Mount was indicted on Oct. 17, 2022. She said she continued working until resigning from her position as clerk on Dec. 20, 2022.
Blackburn said the prosecutor’s office spoke with Frank, Fitch (who resigned in November), Nelsonville City Council President Tony Dunfee and other city officials regarding concerns about Mount’s continued employment by the city following her indictment. (Blackburn and Dunfee are brothers-in-law.)
“It’d be inappropriate for someone to be working in that job with those allegations,” Blackburn said.
Jay Barrett, chief investigator with the prosecutor’s office, said he spoke with Frank directly regarding Mount’s employment.

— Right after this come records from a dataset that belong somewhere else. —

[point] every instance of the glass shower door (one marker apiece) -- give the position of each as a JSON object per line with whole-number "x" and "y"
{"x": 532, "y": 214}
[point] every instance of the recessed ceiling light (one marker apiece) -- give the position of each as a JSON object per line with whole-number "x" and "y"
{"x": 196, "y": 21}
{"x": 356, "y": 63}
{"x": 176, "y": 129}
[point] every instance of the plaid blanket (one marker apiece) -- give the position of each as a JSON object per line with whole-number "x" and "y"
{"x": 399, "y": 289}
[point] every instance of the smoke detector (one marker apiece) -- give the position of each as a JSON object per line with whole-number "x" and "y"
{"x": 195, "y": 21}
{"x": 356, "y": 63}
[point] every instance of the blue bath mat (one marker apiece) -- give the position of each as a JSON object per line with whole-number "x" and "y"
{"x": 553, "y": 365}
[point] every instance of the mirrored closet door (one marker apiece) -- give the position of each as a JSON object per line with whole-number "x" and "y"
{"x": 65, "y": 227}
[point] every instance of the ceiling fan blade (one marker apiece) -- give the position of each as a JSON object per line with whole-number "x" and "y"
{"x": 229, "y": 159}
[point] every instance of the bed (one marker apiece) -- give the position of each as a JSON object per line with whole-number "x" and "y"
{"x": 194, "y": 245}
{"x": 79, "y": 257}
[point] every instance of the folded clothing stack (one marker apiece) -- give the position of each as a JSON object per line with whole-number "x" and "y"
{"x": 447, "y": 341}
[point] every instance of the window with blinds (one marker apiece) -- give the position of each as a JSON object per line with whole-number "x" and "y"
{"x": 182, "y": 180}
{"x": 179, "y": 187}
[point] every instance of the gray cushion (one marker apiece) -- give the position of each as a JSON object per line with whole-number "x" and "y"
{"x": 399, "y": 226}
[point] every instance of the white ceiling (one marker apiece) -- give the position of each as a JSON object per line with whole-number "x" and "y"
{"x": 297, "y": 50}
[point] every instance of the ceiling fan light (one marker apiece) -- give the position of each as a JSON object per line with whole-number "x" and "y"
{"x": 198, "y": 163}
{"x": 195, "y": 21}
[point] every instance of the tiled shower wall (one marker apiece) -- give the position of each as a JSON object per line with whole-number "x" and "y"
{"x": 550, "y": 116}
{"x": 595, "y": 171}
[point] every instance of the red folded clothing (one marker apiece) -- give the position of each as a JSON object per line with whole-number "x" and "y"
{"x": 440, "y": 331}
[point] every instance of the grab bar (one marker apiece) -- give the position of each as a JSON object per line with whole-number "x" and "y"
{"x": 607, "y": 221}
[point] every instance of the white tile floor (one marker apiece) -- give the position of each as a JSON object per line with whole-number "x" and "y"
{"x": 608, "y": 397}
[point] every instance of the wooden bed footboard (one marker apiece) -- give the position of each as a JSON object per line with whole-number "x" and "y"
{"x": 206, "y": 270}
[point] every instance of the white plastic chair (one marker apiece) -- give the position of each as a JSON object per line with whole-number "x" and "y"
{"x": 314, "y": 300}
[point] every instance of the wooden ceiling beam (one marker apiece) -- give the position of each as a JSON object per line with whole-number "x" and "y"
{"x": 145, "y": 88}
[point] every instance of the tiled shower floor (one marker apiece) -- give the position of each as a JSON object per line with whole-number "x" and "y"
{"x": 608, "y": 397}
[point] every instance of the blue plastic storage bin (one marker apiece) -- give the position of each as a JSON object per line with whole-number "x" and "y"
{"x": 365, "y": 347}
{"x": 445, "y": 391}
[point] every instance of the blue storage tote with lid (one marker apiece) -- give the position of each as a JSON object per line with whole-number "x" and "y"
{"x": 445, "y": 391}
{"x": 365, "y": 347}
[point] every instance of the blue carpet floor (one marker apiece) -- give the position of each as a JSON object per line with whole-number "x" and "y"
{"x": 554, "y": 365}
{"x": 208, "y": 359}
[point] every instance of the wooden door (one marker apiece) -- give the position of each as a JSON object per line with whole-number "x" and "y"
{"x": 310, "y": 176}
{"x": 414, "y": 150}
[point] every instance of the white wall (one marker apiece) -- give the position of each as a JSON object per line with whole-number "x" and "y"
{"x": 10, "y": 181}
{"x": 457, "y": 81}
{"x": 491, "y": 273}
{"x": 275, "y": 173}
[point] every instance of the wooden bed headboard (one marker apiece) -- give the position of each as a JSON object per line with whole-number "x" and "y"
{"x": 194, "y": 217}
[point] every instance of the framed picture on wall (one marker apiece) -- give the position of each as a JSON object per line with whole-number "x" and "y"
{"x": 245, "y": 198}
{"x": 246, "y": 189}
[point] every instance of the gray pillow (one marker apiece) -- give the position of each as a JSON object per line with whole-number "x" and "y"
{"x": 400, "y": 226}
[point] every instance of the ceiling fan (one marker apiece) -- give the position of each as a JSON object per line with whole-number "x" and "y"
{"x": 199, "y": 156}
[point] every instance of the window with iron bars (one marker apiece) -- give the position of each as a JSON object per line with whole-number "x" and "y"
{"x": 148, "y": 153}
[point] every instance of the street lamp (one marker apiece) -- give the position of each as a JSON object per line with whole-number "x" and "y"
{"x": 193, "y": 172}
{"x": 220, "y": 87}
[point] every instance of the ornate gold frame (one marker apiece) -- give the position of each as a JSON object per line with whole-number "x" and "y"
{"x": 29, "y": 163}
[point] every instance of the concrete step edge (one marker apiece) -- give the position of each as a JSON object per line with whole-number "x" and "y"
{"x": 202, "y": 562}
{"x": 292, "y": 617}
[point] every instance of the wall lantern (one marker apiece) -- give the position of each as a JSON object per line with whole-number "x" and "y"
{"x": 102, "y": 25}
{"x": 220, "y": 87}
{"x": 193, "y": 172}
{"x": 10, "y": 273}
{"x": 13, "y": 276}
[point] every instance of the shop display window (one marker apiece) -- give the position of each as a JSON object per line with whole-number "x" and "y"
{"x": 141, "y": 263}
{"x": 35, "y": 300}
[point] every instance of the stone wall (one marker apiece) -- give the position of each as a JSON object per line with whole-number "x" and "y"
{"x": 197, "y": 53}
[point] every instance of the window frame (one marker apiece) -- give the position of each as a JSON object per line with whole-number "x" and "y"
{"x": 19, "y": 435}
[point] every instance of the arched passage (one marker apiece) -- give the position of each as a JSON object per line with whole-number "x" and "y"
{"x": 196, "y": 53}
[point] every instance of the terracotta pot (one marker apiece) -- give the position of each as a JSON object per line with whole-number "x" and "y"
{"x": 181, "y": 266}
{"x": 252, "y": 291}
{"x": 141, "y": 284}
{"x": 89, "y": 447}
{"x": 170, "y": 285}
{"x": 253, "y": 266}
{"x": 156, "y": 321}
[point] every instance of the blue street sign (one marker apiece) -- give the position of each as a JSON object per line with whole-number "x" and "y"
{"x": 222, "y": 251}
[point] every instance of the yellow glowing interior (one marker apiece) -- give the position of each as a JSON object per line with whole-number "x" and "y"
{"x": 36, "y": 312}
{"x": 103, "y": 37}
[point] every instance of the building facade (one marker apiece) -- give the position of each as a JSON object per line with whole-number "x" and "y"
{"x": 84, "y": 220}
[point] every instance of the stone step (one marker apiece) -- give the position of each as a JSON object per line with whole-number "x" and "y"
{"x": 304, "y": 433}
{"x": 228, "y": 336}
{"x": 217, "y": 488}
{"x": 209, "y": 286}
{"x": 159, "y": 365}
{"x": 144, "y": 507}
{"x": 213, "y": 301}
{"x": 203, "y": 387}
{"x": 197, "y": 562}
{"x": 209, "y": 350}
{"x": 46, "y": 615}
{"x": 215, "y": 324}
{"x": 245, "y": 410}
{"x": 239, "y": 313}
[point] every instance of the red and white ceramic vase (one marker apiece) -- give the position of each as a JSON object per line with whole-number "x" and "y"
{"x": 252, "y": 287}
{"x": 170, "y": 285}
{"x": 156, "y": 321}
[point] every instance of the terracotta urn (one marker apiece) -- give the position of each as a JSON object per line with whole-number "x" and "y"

“I was concerned with her still being active there and working there,” Barrett said. “I talked with Scott briefly in passing about my concerns with her still working there — and not being on administrative leave or something — until the case was taken care of one way or the other.”
Frank said he was unaware of Mount’s October indictment even after his conversation with Barrett, which he said took place in early December. He learned Mount had been indicted two weeks later, he said, when Dunfee “asked me if I knew about her previous court date and I said no. As far as I knew the investigation was still ongoing.”
Frank said, at that time, Dunfee directed him to terminate Mount’s employment. He said he gave her the option to resign after seeking advice from city attorney Bob Toy.
“I immediately attempted to contact her, however she was on vacation and unreachable until she came in on the 20th, at which point she resigned,” Frank said. “Additionally, I looked up her court record the same day Dunfee brought it to my attention and that’s when I found out she was indicted.”
He added, “Keller Blackburn to this day has never shared any information with me about Jessica or her case.”
Frank resigned just 17 days after Mount, while reaching his own agreement with the Athens County Prosecutor’s Office. However, Frank said, “There is absolutely no correlation between Jessica Mount’s case and my later decision to resign.”
The prosecutor’s office declined to comment on the record about the details of its agreement with Frank.
Interim Nelsonville City Manager Tracy Galway did not respond to a request for related communications and records by press time. Galway also did not respond to a request for comment.
The plea agreement Mount signed is contingent on her completing the Athens County Empowerment community service diversion program. Court records show that she is required to pay $600 to the program.
In January, the city replaced Mount with Breanna Wilderman, then 19 and a communications officer in Campus Safety at Hocking College.
Additional reporting by Sam Stecklow
NOTE: This story has been updated to reflect additional comments from Scott Frank. Additionally, a previous version of the story said Frank spoke with NPD Chief Scott Fitch regarding concerns about her training; KJ Tracy was chief at the time.